Outside, the morning air bit at my exposed skin. I started running without stretching, my body protesting, then yielding. The rhythm became something I could hold onto—left, right, breathe—when everything else felt like it was sliding away.

That's when I saw the fox.

It stood at the edge of the woods behind our subdivision, impossibly still, watching me with eyes the color of cognac. Not the scrawny, scavenging creatures I'd seen growing up in the city. This one was magnificent, its winter coat thick and russet, caught in that golden light that makes everything seem like it means something.

I stopped running. My heart pounded against my ribs, but not from the exercise anymore.

The fox dipped its head once, almost like acknowledgment, then turned and vanished between the trees. In its place, something shifted inside me—a recognition I hadn't been able to name until this moment. The papaya ripening on the counter. The hats I'd stopped wearing because Marcus said they made me look like I was trying too hard. The runs I'd shortened because he worried I was losing too much weight, losing too much time that could have been ours.
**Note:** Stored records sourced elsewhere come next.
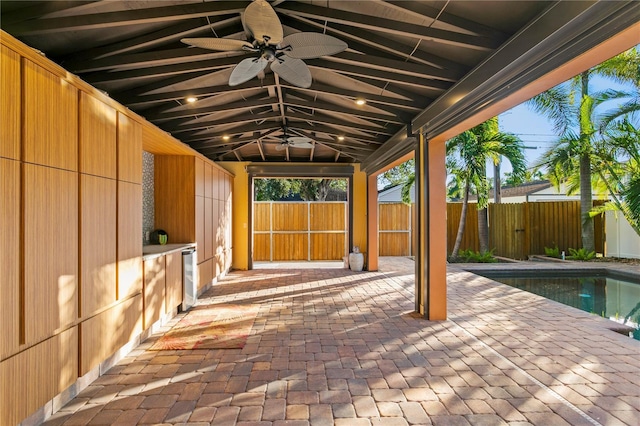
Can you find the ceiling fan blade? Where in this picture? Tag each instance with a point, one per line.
(312, 45)
(261, 21)
(298, 140)
(292, 70)
(222, 44)
(304, 145)
(246, 70)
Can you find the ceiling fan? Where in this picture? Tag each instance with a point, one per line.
(293, 141)
(266, 38)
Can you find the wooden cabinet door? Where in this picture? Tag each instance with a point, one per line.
(97, 137)
(129, 149)
(10, 255)
(50, 119)
(97, 243)
(10, 103)
(154, 290)
(50, 249)
(129, 250)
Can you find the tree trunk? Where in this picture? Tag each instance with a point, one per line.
(586, 204)
(323, 189)
(586, 198)
(462, 223)
(483, 230)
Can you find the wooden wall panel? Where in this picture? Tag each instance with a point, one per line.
(174, 194)
(261, 216)
(36, 375)
(393, 216)
(173, 267)
(50, 119)
(209, 234)
(290, 217)
(226, 222)
(261, 247)
(217, 175)
(158, 142)
(10, 103)
(97, 243)
(328, 216)
(290, 247)
(129, 245)
(98, 132)
(200, 228)
(129, 149)
(208, 180)
(10, 255)
(205, 273)
(393, 244)
(328, 246)
(216, 228)
(50, 250)
(102, 335)
(154, 290)
(221, 181)
(200, 177)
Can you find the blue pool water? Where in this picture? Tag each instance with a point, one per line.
(614, 298)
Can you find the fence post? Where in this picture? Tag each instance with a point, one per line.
(308, 231)
(270, 231)
(527, 230)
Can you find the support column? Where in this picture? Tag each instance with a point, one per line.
(431, 221)
(372, 223)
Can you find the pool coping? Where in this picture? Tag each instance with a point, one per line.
(564, 268)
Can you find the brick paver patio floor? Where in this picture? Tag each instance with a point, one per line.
(335, 347)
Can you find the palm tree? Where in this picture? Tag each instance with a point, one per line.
(468, 154)
(571, 106)
(617, 163)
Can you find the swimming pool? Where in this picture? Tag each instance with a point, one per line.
(610, 296)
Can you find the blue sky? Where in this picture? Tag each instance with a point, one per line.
(535, 130)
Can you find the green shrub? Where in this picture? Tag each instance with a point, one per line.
(552, 252)
(581, 254)
(471, 256)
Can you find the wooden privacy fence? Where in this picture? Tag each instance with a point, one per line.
(299, 230)
(396, 222)
(515, 230)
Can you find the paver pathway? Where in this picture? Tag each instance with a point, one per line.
(334, 347)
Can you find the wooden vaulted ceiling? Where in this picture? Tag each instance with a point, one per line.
(417, 64)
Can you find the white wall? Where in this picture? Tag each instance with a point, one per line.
(622, 240)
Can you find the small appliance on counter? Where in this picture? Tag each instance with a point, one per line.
(159, 236)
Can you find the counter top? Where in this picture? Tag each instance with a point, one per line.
(155, 250)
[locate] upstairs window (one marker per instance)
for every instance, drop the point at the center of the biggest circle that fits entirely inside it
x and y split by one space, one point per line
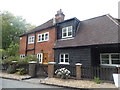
67 32
22 55
64 58
110 58
31 39
43 37
40 57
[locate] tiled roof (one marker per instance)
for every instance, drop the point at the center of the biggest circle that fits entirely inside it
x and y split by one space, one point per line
99 30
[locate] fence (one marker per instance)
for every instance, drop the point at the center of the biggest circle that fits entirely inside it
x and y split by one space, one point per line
71 68
104 73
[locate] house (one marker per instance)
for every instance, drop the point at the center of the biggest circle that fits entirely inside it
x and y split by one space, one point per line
92 42
40 41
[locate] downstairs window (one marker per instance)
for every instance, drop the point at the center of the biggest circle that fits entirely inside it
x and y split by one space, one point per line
110 58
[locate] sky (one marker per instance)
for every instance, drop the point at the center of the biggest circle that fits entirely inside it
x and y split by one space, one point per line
37 12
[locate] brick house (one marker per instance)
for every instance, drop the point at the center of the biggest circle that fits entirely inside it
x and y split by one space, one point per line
92 42
40 41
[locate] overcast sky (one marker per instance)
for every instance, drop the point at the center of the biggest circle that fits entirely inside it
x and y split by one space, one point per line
39 11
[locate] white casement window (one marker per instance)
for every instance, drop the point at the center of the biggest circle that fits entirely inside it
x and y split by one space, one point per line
43 37
22 55
110 58
67 32
31 39
40 57
64 58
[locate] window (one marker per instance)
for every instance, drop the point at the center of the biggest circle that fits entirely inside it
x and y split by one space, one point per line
67 32
40 57
110 58
64 58
30 39
43 37
22 55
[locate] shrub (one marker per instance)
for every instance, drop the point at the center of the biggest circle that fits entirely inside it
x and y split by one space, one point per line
21 71
11 69
63 73
97 80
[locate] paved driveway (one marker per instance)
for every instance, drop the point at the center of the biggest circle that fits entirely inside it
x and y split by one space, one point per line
6 83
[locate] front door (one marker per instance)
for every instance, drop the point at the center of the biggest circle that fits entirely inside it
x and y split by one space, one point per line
45 58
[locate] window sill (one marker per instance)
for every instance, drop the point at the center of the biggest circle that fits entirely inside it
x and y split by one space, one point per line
116 65
30 43
42 41
64 63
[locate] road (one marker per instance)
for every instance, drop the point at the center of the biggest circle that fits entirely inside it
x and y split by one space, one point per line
7 83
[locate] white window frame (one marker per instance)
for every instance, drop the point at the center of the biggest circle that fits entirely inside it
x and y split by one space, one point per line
40 59
44 38
67 29
63 58
31 39
22 55
110 59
The fox hadn't been running from anything. It had simply been itself, wild and unapologetic.

I walked back to the house, my breath steadying. Inside, the papaya waited, sweet and possible. I cut it open, the flesh revealing itself like a secret I'd finally earned the right to know. Standing in the silent kitchen, I ate it with my hands, juice running down my wrists, not caring about the mess, not caring about anything except the taste of something real.